On the morning of January 15, 1947, officers Frank Perkins and Will Fritzgerald responded within minutes after they received a call from a woman who had made a gruesome discovery in a vacant lot in Los Angeles. The officers found the body of a woman who had been severed in half. They noticed that there was no blood on the body or in the area where she had been left, clearly indicating she had been murdered elsewhere and washed clean. Although the woman’s name was Elizabeth Short, the media called her the Black Dahlia, and her heinous murder would go down in history as one of the most disturbing and well-known cases of all time.
Details of the Black Dahlia Murder
A neighborhood woman and her three-year-old daughter were walking to the shoe store in the Leimert Park neighborhood when they found the body of Elizabeth Short. Initially, the woman thought it was just a broken mannequin. After she looked again, she screamed when she saw that it was a real person dead in the grass. The murderer had posed the body in a suggestive way.

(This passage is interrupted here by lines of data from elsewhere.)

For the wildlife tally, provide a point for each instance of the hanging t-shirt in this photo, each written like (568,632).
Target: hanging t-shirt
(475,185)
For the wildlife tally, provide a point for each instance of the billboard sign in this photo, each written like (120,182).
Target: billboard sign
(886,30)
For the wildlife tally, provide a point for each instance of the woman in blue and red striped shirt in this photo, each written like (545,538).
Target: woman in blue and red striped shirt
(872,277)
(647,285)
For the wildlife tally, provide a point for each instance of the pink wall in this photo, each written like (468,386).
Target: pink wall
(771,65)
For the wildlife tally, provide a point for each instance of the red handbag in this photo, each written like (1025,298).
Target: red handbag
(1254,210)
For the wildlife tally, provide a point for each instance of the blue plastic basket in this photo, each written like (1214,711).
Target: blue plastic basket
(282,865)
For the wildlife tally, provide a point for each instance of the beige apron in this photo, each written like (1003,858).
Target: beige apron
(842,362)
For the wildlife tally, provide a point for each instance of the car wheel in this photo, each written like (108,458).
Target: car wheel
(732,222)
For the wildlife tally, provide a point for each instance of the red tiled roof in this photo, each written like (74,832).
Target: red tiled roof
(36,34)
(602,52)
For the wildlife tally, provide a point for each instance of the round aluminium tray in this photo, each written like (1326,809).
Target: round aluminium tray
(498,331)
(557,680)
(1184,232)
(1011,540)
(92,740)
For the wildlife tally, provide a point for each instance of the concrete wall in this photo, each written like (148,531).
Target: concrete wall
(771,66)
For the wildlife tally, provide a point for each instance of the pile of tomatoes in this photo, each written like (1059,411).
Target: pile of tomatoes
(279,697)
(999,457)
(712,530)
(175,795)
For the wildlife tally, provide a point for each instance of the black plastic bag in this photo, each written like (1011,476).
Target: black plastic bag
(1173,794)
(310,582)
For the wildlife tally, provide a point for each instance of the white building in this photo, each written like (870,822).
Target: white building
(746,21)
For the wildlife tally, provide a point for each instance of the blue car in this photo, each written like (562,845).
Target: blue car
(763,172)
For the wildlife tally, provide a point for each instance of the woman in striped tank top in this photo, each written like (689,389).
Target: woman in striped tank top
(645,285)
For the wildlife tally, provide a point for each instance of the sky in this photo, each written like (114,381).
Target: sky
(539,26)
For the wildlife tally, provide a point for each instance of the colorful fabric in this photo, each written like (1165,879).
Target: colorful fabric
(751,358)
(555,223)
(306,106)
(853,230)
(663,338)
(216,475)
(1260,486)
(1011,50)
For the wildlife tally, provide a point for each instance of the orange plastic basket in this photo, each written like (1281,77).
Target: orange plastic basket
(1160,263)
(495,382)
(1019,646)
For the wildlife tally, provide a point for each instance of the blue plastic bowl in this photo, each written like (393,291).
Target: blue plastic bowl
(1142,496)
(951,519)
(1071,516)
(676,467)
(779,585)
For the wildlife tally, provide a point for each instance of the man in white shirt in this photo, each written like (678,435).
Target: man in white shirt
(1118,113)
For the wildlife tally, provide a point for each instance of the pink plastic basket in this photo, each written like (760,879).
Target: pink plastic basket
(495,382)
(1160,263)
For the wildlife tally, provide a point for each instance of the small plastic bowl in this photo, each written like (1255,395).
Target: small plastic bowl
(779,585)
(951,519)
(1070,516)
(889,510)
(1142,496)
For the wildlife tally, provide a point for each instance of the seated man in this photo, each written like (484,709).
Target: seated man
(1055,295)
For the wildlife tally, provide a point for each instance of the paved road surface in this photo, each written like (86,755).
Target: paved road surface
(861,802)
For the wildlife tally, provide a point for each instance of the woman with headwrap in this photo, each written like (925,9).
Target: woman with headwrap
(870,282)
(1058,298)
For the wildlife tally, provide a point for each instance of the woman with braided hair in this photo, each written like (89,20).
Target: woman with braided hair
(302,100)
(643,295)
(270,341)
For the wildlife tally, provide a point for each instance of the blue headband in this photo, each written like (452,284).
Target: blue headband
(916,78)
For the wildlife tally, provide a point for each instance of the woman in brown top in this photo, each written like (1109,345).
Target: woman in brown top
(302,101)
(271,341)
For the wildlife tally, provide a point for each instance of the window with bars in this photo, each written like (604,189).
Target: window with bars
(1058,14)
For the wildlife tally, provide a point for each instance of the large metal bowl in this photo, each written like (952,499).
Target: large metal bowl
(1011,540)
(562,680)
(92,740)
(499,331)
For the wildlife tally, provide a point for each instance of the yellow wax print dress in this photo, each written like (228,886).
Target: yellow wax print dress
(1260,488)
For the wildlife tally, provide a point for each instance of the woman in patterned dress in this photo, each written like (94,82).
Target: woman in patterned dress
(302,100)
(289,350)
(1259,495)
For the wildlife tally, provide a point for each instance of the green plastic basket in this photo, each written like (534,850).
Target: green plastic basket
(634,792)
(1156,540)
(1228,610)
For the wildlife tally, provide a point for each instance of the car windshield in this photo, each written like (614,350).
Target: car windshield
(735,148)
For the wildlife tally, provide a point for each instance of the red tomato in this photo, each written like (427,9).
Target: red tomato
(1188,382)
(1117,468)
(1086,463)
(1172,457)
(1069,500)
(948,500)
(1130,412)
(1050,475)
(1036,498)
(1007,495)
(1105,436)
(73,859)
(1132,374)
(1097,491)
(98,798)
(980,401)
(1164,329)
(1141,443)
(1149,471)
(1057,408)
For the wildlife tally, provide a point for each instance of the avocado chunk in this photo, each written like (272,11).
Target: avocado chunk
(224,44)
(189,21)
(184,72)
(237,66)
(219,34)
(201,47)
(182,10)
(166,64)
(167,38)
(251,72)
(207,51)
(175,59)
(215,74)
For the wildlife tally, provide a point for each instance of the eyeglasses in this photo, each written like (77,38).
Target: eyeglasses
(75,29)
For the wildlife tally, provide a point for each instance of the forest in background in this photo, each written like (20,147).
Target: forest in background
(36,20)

Elizabeth was on her back with her arms raised over her shoulders and her legs spread apart. It appeared that someone had drained the blood from the body and washed it off somewhere else. There were only a few spots of blood: one on a tire track, one on the curb next to the body, and one on an old cement bag nearby. Someone had removed portions of her flesh. Cuts and abrasions covered her entire body. Her mouth had been slashed toward her ears, three inches on one side and two and a half inches on the other – what they call “the Glasgow smile.”